En faisant volter sa bicyclette, Philippe faillit renverser Vinca, qui trébucha et ne dit mot.
— Allez, tourne, on s’est trompés, dit-il d’une voix haute et factice.
Il la poussait vers la route sans ménagement.
— Avance, quoi avance ! Tu as les jambes en beurre, aujourd’hui ?
Il eût voulu qu’elle ne vît pas, avec lui, ce couple couché. Il eût aimé que de l’avoir vu elle s’enfuît farouche, et révoltée…
— Avance, mon petit, avance…
— C’est une ronce, Phil… Elle est prise dans mes rayons…
Il ne l’aida pas, la laissa s’arracher aux vieilles ronces féroces, en la regardant durement. Elle ne lui demanda ni secours ni explication, et sur la route se contenta de lécher sa main écorchée.
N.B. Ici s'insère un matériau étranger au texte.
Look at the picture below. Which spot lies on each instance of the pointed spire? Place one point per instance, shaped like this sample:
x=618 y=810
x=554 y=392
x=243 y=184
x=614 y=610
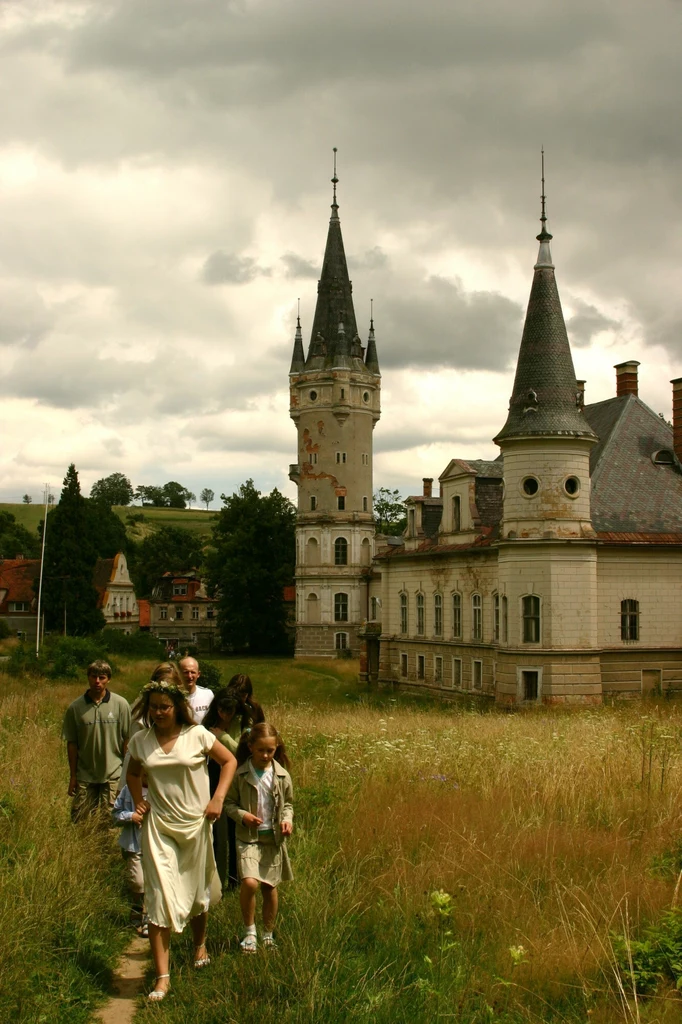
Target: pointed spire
x=544 y=400
x=335 y=301
x=544 y=256
x=298 y=358
x=371 y=359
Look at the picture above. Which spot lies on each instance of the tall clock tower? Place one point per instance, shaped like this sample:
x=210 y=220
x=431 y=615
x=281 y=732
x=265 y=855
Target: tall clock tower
x=335 y=402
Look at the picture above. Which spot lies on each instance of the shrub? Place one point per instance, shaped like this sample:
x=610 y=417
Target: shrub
x=210 y=675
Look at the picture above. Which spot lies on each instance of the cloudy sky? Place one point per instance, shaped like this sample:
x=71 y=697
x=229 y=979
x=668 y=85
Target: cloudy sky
x=165 y=187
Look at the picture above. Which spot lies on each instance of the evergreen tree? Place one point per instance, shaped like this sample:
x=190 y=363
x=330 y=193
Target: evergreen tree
x=169 y=549
x=71 y=553
x=253 y=560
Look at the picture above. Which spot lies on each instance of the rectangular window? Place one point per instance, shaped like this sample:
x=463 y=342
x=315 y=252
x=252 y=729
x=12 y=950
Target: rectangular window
x=340 y=607
x=437 y=614
x=420 y=614
x=530 y=606
x=630 y=620
x=476 y=617
x=529 y=682
x=403 y=612
x=457 y=615
x=457 y=673
x=457 y=513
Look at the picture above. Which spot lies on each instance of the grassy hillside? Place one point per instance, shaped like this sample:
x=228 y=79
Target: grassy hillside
x=450 y=865
x=198 y=520
x=26 y=515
— Recule ta machine, Vinca… Ta roue dépasse… un peu plus ce chauffard te fauchait…
— Oui…
— Midi vingt !… S’ils n’arrivent pas dans deux minutes, on roule.
— Comme tu voudras…
« Pour obéir, elle obéit, pensa-t-il. Jusqu’où m’aurait-elle obéi, dans le bois ?… »
Du vallon montèrent des appels, les aboiements suraigus de la petite chienne. Philippe leva les bras, répondit « hé ha ! » à pleine voix. Lorsque le peloton atteignit le palier, il sauta en selle, et avec une sorte de gratitude se mêla à ses compagnons.